Cow breeds and their effect
Research in a hiker's paradise
When ETH acquired the Weissenstein Alp on the Albula Pass in 1967, initially only Braunvieh cattle continued to go to the Alpine pasture, as had been customary up to then. Over time, however, new research questions came into focus and with them other cattle breeds. While this caused quite a stir in the early years, animals of specific breeds were even missed by people in the later years.
For a long time, Graubünden was a stronghold of Braunvieh cattle breeding and thus almost only Braunvieh cattle were known on the Graubünden Alpine pastures. When ETH Zurich acquired the Weissenstein Alp in 1967, projects were indeed carried out exclusively with animals of the Braunvieh breed in the first few years. With the changes in agriculture, however, other breeds and types of cattle also became the focus of research. For example, the then professorship in Animal Breeding took an interest in the Holstein and Jersey breeds, which are known for their high level of milk production. Therefore, in the course of the 1980s, the first black-and-white Holstein animals were brought to Alp Weissenstein. This fact caused some excitement and gave rise to quite a few discussions.
Ten years later, with new research questions and the suckler cows, additional new breeds appeared (at that time, restrictions on foreign breeds were lifted in Switzerland). While the first black Angus cows did not trigger any major reactions, the Scottish Highland cattle brought to Alp Weissenstein as part of the Polyproject PRIMALP attracted the attention of tourists in the region in particular. Even when there were no more such cattle on the Alpine pasture after the project was completed, people still frequently asked about the animals. Similar things happened in later years with the small-sized Dexter cows.

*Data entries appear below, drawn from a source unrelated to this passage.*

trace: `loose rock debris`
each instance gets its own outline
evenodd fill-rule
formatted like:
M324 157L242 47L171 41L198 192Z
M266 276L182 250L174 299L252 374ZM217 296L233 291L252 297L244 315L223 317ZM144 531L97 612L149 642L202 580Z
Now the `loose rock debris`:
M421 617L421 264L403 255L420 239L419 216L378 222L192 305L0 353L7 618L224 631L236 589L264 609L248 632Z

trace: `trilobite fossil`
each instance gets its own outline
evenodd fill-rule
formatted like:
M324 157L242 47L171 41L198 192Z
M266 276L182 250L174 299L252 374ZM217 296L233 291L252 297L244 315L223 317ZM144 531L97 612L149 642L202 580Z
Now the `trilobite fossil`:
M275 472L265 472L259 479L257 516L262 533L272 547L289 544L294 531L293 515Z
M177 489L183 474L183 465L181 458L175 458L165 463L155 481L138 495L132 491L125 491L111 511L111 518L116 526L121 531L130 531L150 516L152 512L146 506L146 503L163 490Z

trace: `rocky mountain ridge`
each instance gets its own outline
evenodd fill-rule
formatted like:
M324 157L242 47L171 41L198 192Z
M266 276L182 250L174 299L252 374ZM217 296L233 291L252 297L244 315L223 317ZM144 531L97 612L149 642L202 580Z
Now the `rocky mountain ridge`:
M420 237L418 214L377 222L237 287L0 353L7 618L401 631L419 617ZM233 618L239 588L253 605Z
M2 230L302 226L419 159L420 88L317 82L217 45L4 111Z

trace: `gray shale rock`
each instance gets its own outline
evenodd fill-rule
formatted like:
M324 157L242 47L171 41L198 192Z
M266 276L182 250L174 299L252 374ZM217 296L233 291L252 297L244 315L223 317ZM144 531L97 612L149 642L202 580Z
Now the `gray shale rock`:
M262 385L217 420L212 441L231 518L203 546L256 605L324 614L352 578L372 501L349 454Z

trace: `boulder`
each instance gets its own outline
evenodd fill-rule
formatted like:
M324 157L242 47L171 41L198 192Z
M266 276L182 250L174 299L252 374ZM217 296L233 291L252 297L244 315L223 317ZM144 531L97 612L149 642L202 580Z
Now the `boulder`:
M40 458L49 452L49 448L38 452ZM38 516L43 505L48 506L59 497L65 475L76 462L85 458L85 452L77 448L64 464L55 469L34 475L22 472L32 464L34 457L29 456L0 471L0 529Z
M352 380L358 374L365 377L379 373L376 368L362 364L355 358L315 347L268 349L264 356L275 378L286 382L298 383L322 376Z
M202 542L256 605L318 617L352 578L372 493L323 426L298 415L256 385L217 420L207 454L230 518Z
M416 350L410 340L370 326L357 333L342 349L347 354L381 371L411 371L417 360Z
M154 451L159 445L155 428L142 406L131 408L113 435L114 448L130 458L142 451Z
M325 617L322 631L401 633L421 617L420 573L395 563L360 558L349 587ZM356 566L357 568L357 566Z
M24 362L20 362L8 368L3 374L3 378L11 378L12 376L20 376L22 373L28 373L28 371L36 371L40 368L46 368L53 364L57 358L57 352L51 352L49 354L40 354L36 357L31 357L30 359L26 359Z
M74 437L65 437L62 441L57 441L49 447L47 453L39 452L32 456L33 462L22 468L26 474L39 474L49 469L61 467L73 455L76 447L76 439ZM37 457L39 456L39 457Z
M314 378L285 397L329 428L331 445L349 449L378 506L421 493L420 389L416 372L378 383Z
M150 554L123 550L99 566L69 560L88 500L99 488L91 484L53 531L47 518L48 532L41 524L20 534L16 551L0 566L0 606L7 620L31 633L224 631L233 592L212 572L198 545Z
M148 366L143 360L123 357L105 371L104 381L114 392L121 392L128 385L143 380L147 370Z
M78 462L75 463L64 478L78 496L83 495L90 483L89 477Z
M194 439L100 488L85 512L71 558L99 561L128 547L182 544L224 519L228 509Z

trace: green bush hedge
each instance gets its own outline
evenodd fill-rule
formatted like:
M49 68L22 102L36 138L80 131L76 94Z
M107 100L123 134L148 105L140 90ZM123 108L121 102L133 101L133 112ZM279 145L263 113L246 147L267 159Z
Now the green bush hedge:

Research questions in the course of time
But not only the breeds changed over time, but also the research questions. Initially, the focus was mainly on production-related issues related to Alpine pastures and the performance of the animals. Then, with the higher-performing animals, questions about the physiology and health of the animals also came into the focus of research. This meant that it was no longer sufficient to precisely record the quantity of milk and weigh the animals. It also required blood samples from the animals and heart rate measurements.
With the PRIMALP project, the idea that the entire production system should be considered more comprehensively also became the focus of research, and with it questions about nutrient cycles, the utilisation of nutrients in feed and ultimately also the quality of milk and meat. This also necessitated the use of experimental techniques previously unfamiliar to the farming operation. For example, food samples had to be collected that corresponded as closely as possible to what the animals ate. Animal-specific samples of excrement were needed. Animals had to be tracked for their behaviour on the pasture. All this required creative solutions from the doctoral students.